Despite what the title might lead you to believe, this novella is less about Morpheus and more about what kind of assholery Jeb got up to in Splintered whenever he and Alyssa got separated. In between a brief intro and outro featuring the interesting and complex Morpheus, the reader is “treated” to such scenes as Jeb being an asshole and torturing a sprite for information, Jeb being generally useless and reflecting on his insecurities and having yet another dick-measuring contest with Morpheus, and Jeb being an asshole even when he’s trying to be noble and self-sacrificing.

 

I think I know what Howard was going for when she showed us how Jeb came to the decision to sacrifice himself to save the Ivory Queen and, by extension, Alyssa.

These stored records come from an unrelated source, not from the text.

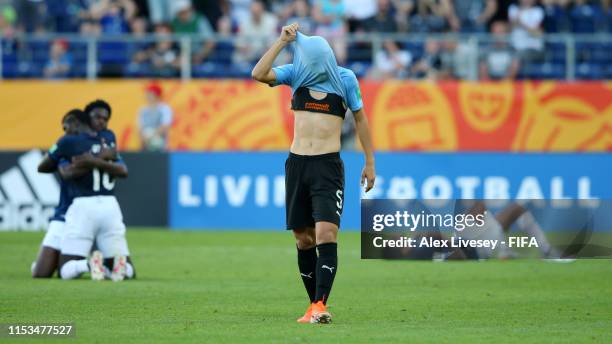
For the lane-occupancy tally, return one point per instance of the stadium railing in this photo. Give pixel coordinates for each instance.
(564, 57)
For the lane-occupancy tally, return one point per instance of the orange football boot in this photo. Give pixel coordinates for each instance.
(320, 315)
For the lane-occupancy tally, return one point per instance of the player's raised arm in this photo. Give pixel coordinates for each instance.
(363, 131)
(47, 165)
(262, 71)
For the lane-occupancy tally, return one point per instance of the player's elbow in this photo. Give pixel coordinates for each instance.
(122, 172)
(258, 75)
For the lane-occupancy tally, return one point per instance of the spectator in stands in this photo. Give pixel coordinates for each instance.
(526, 19)
(498, 60)
(224, 48)
(607, 19)
(241, 10)
(359, 12)
(114, 16)
(90, 27)
(138, 50)
(255, 33)
(187, 21)
(31, 15)
(429, 16)
(556, 15)
(154, 120)
(470, 15)
(585, 16)
(299, 12)
(391, 62)
(436, 63)
(329, 16)
(8, 17)
(60, 61)
(161, 59)
(384, 19)
(160, 11)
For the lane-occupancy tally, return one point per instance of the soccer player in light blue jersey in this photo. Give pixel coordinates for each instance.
(322, 93)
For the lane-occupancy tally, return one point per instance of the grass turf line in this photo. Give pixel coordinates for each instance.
(196, 287)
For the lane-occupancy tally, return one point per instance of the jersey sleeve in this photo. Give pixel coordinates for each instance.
(284, 75)
(59, 150)
(111, 139)
(353, 93)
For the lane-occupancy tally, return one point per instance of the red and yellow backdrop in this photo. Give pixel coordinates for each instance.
(244, 115)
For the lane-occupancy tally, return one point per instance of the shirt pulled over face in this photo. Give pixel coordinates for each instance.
(314, 67)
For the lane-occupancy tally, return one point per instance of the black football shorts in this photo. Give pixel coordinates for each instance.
(314, 189)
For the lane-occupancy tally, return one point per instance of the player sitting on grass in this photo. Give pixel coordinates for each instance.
(94, 212)
(314, 171)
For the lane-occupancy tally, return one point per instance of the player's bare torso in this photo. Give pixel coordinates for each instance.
(316, 133)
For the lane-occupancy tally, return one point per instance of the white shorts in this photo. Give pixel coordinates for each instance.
(55, 232)
(96, 218)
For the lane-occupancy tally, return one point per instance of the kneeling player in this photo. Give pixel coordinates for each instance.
(94, 213)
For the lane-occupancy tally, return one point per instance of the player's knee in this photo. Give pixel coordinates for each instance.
(326, 233)
(304, 239)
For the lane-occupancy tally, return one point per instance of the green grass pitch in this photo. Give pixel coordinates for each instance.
(197, 287)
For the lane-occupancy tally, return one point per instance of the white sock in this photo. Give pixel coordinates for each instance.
(129, 271)
(74, 268)
(529, 225)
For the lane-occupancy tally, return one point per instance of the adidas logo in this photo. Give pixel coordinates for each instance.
(27, 198)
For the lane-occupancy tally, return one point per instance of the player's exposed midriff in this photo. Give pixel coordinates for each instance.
(316, 133)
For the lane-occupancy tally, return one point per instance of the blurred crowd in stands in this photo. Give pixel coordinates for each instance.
(515, 48)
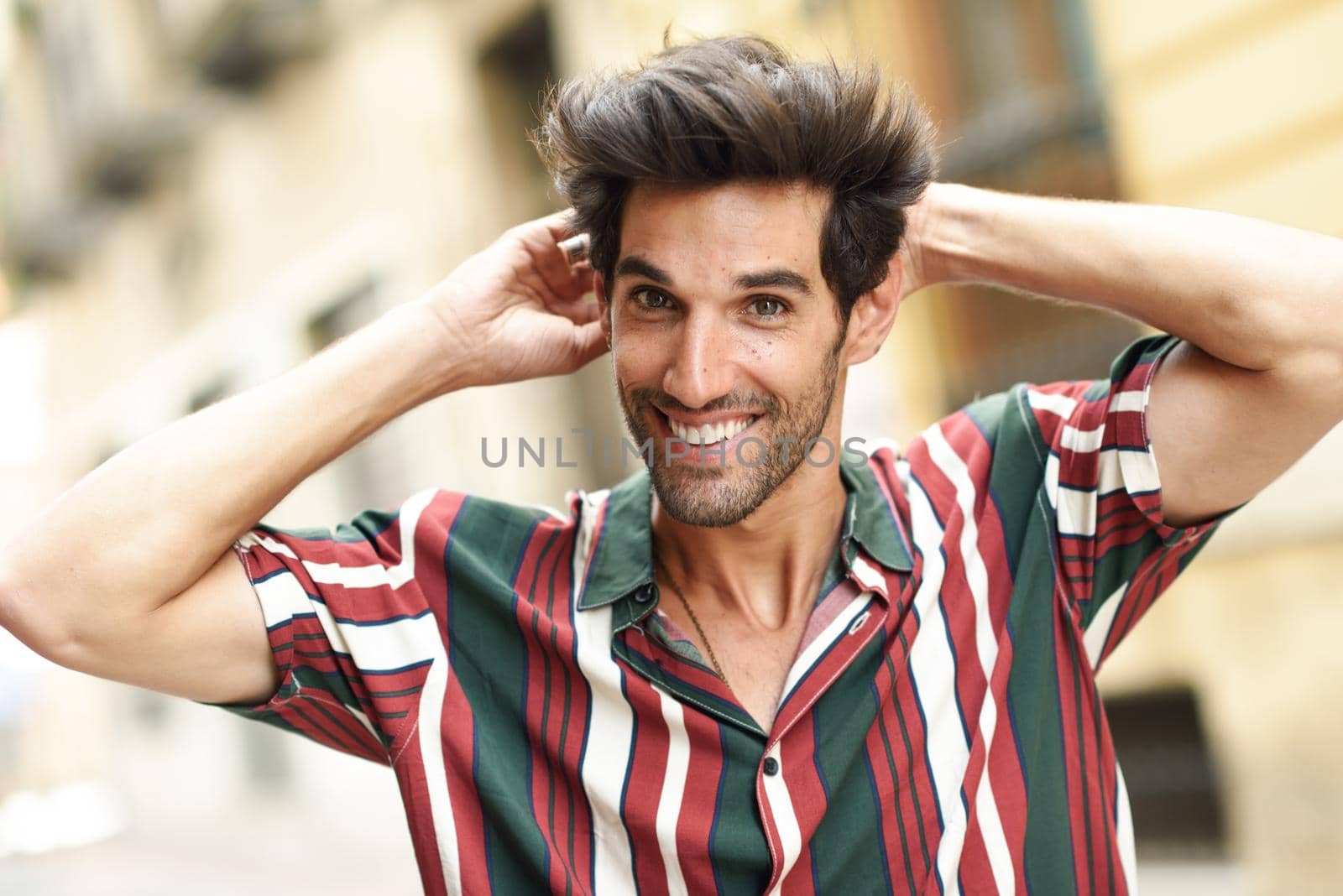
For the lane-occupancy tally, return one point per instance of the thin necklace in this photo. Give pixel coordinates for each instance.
(691, 613)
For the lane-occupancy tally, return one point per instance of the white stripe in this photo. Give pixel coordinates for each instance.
(1128, 400)
(430, 734)
(1058, 404)
(933, 683)
(1134, 471)
(604, 762)
(823, 640)
(389, 645)
(378, 575)
(785, 819)
(673, 790)
(1125, 829)
(868, 575)
(1098, 631)
(1081, 440)
(986, 645)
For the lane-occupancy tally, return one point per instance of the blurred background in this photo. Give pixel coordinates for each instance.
(196, 195)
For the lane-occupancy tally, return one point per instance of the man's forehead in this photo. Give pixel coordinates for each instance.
(738, 231)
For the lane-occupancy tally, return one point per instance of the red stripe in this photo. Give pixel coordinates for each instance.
(456, 721)
(541, 750)
(646, 777)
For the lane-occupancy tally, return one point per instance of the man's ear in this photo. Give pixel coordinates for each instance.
(604, 305)
(873, 315)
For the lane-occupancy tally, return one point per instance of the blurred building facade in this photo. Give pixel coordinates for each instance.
(201, 194)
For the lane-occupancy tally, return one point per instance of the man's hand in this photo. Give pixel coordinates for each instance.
(912, 258)
(516, 310)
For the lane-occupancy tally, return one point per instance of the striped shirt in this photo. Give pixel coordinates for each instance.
(940, 728)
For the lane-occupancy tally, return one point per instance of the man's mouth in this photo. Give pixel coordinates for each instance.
(723, 431)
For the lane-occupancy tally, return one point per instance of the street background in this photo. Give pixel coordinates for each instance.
(196, 195)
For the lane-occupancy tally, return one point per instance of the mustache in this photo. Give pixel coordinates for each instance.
(731, 401)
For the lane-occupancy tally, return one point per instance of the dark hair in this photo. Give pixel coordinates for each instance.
(740, 107)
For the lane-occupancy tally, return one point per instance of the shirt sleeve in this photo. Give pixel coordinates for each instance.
(1115, 553)
(349, 625)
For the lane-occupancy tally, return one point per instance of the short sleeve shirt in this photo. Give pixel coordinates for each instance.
(939, 732)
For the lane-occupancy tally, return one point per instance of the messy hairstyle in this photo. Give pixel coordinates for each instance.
(742, 109)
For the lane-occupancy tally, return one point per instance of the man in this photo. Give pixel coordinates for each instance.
(743, 669)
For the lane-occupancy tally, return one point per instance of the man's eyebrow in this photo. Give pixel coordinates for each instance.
(776, 278)
(640, 266)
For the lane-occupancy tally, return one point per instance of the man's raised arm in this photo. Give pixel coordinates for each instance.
(129, 575)
(1259, 378)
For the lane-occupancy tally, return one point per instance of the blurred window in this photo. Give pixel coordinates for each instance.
(1173, 785)
(1029, 120)
(515, 67)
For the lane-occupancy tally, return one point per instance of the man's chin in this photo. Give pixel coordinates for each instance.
(704, 495)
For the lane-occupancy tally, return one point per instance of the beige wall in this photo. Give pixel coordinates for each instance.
(1237, 105)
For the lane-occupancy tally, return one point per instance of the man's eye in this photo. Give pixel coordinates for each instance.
(651, 298)
(767, 307)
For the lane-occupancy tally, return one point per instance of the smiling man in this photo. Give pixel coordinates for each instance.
(745, 669)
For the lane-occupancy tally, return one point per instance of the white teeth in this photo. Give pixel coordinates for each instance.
(709, 434)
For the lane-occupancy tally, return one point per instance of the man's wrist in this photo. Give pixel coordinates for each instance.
(434, 365)
(955, 233)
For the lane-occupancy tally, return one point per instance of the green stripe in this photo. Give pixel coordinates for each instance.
(1033, 703)
(844, 847)
(736, 841)
(488, 658)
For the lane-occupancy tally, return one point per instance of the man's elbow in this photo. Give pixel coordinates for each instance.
(22, 613)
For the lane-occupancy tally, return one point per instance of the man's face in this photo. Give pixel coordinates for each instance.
(720, 318)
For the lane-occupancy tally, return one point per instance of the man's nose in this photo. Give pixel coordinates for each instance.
(702, 367)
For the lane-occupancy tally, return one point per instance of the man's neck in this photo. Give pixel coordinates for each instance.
(769, 568)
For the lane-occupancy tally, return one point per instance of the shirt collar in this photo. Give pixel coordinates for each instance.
(621, 570)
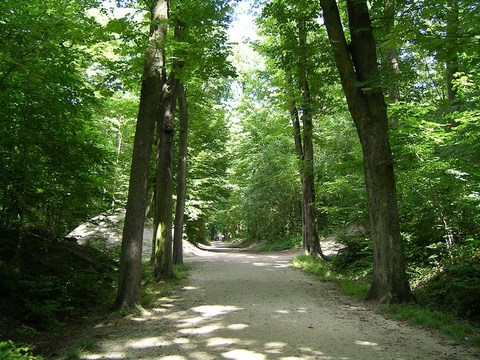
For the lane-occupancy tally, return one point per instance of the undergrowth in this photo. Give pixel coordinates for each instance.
(325, 271)
(294, 242)
(421, 314)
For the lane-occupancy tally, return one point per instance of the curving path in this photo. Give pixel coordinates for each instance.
(238, 305)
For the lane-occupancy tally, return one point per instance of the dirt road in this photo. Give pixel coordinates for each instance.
(238, 305)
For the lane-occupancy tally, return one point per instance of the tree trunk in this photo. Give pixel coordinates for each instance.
(163, 198)
(358, 70)
(181, 177)
(391, 53)
(129, 285)
(297, 136)
(451, 49)
(312, 240)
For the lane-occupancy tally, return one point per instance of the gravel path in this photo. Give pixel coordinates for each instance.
(238, 305)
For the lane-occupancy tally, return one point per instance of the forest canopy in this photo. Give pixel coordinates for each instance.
(273, 152)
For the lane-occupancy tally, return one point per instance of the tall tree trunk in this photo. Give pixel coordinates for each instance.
(128, 294)
(181, 177)
(297, 136)
(452, 49)
(358, 70)
(312, 240)
(163, 198)
(391, 53)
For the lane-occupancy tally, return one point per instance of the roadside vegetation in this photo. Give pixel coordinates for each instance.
(442, 299)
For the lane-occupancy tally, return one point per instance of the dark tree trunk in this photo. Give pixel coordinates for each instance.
(181, 177)
(357, 65)
(163, 190)
(128, 294)
(308, 183)
(451, 49)
(297, 136)
(391, 53)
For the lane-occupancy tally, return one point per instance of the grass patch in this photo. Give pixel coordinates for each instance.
(448, 324)
(280, 245)
(84, 345)
(153, 289)
(458, 330)
(10, 350)
(325, 271)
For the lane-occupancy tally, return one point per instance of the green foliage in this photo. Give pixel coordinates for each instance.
(448, 324)
(10, 350)
(54, 155)
(294, 242)
(52, 281)
(455, 286)
(76, 352)
(325, 271)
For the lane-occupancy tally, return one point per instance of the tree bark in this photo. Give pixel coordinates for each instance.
(129, 286)
(297, 136)
(391, 53)
(181, 177)
(308, 183)
(163, 197)
(451, 63)
(357, 65)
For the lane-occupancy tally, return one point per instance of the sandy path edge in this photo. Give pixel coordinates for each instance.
(238, 305)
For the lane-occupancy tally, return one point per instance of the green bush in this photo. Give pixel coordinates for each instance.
(53, 281)
(10, 350)
(455, 286)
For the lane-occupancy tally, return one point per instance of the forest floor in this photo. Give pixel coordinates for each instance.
(237, 304)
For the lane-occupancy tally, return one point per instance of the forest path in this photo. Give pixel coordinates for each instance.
(240, 305)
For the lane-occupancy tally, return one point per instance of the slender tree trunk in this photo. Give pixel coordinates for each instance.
(297, 136)
(128, 294)
(181, 177)
(312, 240)
(452, 46)
(357, 65)
(391, 53)
(164, 201)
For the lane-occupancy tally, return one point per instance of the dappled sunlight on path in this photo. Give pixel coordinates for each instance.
(238, 305)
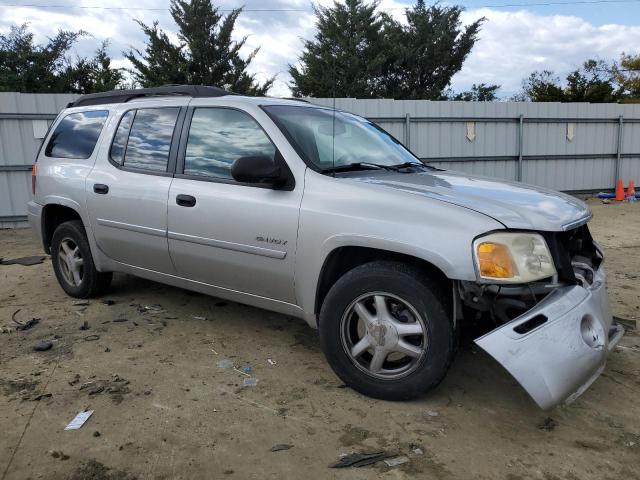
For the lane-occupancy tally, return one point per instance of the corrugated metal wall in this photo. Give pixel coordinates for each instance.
(24, 119)
(570, 147)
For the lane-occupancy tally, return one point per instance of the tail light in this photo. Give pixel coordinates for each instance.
(34, 176)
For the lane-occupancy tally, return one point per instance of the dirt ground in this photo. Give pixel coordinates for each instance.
(163, 409)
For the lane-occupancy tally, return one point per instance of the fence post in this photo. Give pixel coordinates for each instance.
(520, 147)
(618, 150)
(407, 131)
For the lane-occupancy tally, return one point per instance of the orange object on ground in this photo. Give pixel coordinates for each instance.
(620, 191)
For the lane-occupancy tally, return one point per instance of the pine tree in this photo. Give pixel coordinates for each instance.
(347, 54)
(431, 49)
(205, 54)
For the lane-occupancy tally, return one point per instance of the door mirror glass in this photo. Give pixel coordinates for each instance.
(257, 169)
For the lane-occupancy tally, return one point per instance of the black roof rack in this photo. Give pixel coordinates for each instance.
(122, 96)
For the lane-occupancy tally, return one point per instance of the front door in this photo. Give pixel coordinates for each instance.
(128, 188)
(234, 236)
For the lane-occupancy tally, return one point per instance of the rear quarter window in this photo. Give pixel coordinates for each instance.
(76, 135)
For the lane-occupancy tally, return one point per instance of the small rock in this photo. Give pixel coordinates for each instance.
(395, 461)
(43, 346)
(280, 446)
(548, 424)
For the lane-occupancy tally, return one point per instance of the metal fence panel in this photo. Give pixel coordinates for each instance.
(571, 147)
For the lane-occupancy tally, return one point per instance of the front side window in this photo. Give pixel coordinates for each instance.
(76, 135)
(218, 137)
(328, 138)
(143, 140)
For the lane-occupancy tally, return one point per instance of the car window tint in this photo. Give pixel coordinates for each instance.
(150, 139)
(76, 135)
(218, 137)
(120, 138)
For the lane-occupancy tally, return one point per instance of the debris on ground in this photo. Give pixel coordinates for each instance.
(250, 382)
(37, 398)
(280, 446)
(548, 424)
(24, 326)
(395, 461)
(359, 460)
(224, 363)
(24, 261)
(59, 454)
(43, 346)
(79, 420)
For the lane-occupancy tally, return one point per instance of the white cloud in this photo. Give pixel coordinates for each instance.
(510, 46)
(513, 44)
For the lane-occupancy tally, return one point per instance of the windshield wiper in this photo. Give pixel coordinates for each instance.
(357, 166)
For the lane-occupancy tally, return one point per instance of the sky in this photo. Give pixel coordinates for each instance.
(518, 36)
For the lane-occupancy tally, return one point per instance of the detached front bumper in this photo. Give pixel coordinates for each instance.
(557, 349)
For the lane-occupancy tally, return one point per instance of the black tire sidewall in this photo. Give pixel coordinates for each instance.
(91, 277)
(409, 284)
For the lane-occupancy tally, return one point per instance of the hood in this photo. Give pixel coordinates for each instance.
(515, 205)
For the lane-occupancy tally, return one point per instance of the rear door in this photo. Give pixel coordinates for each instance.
(128, 188)
(236, 236)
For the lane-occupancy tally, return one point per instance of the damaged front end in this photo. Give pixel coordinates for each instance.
(553, 335)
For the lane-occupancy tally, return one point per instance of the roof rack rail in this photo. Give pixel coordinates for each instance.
(122, 96)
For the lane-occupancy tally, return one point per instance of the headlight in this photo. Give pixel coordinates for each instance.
(513, 257)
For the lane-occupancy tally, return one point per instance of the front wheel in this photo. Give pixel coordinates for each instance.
(386, 331)
(73, 263)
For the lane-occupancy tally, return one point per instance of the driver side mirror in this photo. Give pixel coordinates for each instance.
(260, 169)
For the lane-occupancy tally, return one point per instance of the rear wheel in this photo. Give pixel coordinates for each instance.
(73, 263)
(386, 330)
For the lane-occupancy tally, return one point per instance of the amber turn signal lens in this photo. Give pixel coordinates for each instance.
(495, 261)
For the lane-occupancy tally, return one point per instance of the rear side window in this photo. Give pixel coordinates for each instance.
(76, 135)
(218, 137)
(143, 138)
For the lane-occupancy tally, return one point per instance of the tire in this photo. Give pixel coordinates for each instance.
(71, 237)
(411, 301)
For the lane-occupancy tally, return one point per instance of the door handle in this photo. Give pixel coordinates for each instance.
(101, 188)
(186, 200)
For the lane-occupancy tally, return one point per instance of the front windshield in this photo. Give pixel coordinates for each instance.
(328, 142)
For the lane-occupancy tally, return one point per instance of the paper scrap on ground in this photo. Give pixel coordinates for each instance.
(80, 419)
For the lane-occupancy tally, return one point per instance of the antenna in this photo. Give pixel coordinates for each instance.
(333, 113)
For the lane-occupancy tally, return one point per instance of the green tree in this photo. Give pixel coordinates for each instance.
(346, 56)
(429, 51)
(627, 75)
(478, 93)
(594, 82)
(94, 74)
(204, 55)
(28, 67)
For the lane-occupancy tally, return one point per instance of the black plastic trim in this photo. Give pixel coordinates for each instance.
(122, 96)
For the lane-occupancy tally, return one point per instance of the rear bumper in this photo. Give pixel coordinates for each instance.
(558, 348)
(34, 215)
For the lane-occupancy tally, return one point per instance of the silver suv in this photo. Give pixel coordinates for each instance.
(323, 215)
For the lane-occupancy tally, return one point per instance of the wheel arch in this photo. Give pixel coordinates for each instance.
(344, 258)
(53, 215)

To me, it made him look more selfish than selfless as he doesn’t even think of his own family (who depend on him emotionally and financially) at the pivotal moment. To be clear, I still think Morpheus is also an asshole, but he’s an interesting asshole. Jeb’s too two-dimensional despite Howard’s attempt to give him layers.

 

Other than the brief insight we get into Morpheus’s character, this story’s only redeeming feature is that it’s written in third person past instead of first person present. It gets two stars from me, one for the fifth of the story that actually featured Morpheus, and one for the much-improved narrative style. If you like Jeb, you’ll like this story a lot more than I did. If you think Jeb’s an asshole, you can help me think up more appropriate names for the story. Like Asshole in Wonderland. Or The Douche in the Mirror.